Certifiable Distributional Robustness with Principled Adversarial Training, a paper accepted for ICLR 2018, is a collaborative effort of Aman Sinha, Hongseok Namkoong, and John Duchi. In this paper, the authors state the vulnerability of neural networks to adversarial examples and further take the perspective of a distributionally robust optimization which guarantees performance under adversarial input perturbations.
Certifiable Distributional Robustness with Applying Principled Adversarial Training
What problem is the paper trying to solve?
Recent works have shown that neural networks are vulnerable to adversarial examples; seemingly imperceptible perturbations to data can lead to misbehavior of the model, such as misclassifications of the output. Many researchers proposed adversarial attack and defense mechanisms to counter these vulnerabilities. While these works provide an initial foundation for adversarial training, there are no guarantees on whether proposed white-box attacks can find the most adversarial perturbation and whether there is a class of attacks such defenses can successfully prevent. On the other hand, verification of deep networks using SMT (satisfiability modulo theories) solvers provides formal guarantees on robustness but is NP-hard in general. This approach requires prohibitive computational expense even on small networks.
The authors take the perspective of distributionally robust optimization and provide an adversarial training procedure with provable guarantees on its computational and statistical performance.
Paper summary
This paper proposes a principled methodology to induce distributional robustness in trained neural nets with the purpose of mitigating the impact of adversarial examples.

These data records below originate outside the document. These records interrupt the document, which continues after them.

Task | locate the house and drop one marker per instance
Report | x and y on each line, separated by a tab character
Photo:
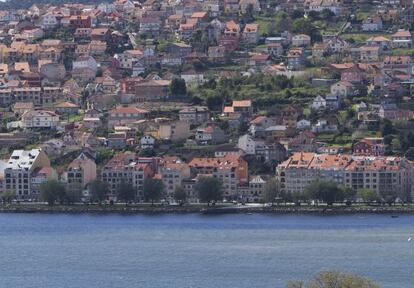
369	147
243	107
380	41
210	135
66	108
245	4
216	53
22	173
179	49
80	21
128	58
83	75
402	39
19	108
117	140
320	50
39	119
138	90
85	62
126	167
231	6
354	74
250	33
187	30
124	115
48	21
231	169
398	64
259	124
194	114
92	122
173	172
369	53
100	34
192	77
301	40
325	126
319	5
371	24
303	124
230	43
254	191
332	102
259	60
342	89
319	103
274	49
268	152
232	29
147	142
391	112
296	58
80	172
173	130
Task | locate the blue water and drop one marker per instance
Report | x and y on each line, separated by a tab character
243	251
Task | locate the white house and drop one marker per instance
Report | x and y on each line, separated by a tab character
319	103
303	124
147	142
40	119
247	144
301	40
48	21
85	62
342	89
128	58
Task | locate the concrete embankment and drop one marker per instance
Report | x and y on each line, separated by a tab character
95	209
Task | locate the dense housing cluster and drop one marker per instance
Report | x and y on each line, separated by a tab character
249	92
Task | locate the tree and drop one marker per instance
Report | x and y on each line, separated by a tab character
147	152
178	87
209	189
98	190
52	191
326	191
387	128
368	195
179	195
327	14
349	194
73	195
305	26
7	196
271	190
125	192
153	189
331	279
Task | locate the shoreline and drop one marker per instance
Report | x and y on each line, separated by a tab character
90	209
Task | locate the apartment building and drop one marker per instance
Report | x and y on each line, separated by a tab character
40	119
80	172
126	168
21	168
173	172
386	175
232	170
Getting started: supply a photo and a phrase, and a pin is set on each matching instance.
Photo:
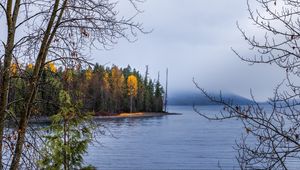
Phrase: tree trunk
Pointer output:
(11, 19)
(131, 103)
(33, 87)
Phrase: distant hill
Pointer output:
(193, 98)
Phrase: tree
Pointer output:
(57, 30)
(132, 85)
(275, 131)
(69, 136)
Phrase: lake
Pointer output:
(186, 141)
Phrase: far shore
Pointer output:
(45, 119)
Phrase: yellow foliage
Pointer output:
(68, 75)
(88, 74)
(14, 68)
(106, 81)
(52, 67)
(30, 66)
(132, 84)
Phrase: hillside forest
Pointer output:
(98, 89)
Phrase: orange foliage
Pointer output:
(52, 67)
(30, 66)
(14, 68)
(88, 74)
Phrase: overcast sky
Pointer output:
(193, 38)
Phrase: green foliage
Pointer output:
(68, 138)
(104, 91)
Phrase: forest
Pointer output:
(98, 89)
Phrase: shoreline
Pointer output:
(45, 119)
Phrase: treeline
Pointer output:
(99, 89)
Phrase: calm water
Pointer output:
(186, 141)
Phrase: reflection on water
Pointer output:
(185, 141)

The idea is to train the model to perform well not only with respect to the unknown population distribution, but to perform well on the worst-case distribution in a Wasserstein ball around the population distribution. In particular, the authors adopt the Wasserstein distance to define the ambiguity sets. This allows them to use strong duality results from the literature on distributionally robust optimization and express the empirical minimax problem as a regularized ERM (empirical risk minimization) with a different cost.
Key takeaways
- The paper provides a method for efficiently guaranteeing distributional robustness with a simple form of adversarial data perturbation.
- The method values strong statistical guarantees and fast optimization rates for a large class of problems.
- Empirical evaluations indicate that the proposed methods are in fact robust to perturbations in the data, and they outperform less-principled adversarial training techniques.
- The major benefit of this approach is its simplicity and wide applicability across many models and machine-learning scenarios.
Reviewer comments summary
Overall Score: 27/30
Average Score: 9
The reviewers have strongly accepted this paper and have stated that it is of a great quality and originality. They said that this paper is an interesting attempt, but some of the key claims seem to be inaccurate and miss comparison to proper baselines.
Another reviewer said, the paper applies recently developed ideas in the literature of robust optimization, in particular distributionally robust optimization with Wasserstein metric, and showed that under this framework for smooth loss functions when not too much robustness is requested, then the resulting optimization problem is of the same difficulty level as the original one (where the adversarial attack is not concerned).
The paper has also received some criticisms but at the end of all it is majorly liked by many of the reviewers.